With particular reference to labelling an employment relationship as self-employed or subordinate, where performance of the job involves a high level of intellectual content, according to the Judges «it is necessary to verify whether the worker can be considered subject, even slightly, to the directives, orders and controls of the employer, as well as to the coordination of the job,  according to the organizational structure of the company (cf.
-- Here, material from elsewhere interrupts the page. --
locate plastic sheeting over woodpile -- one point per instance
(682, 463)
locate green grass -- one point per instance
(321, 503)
Cass. 01/08/2013, n. 18414; Cass. 15/05/2012 n. 7517; Cass. 14/02/2011, n. 3594), being able to resort, even secondarily, to elements indicative of subordination such as inclusion in the company organization, fixed working  hours, the pertinence to the production cycle, the intensity of the performance, salary not linked to results».
In particular, as regards the managerial population – where the worker enjoys ample autonomy, and the directive power of the employer is not manifested in continuous and wide-ranging orders and controls, but in issuing general instructions of an organizational nature – the judge «must assess, as a characteristic requirement of the performance, the existence of a situation of functional coordination of the same with the objectives of the company organization, suitable to lead back to the distinctive features of technical and legal subordination, even if in a context characterized by the so-called weakened subordination (Cass. 10/05/2016, n.9463; Cass. 15/05/2012 n. 7517)».

For the Supreme Court, the decision is consistent with this approach both because it gives predominance to how the relationship is performed in practice, regardless of the name given to the contractual relationship by the parties, because «the enhancement of the so-called secondary indicators, is the result of specific consideration of the characteristics of the activity deduced which, due to its high intellectual content, does not lend itself to be subject to pervasive powers of the employer».
In the case in point, the elements considered by the appeal judge to conclude that the worker was fully integrated in the company organization were his management of company employees, the hierarchical management structure, the worker having to report to a manager of the company, the use of company human resources, reimbursement of travel expenses.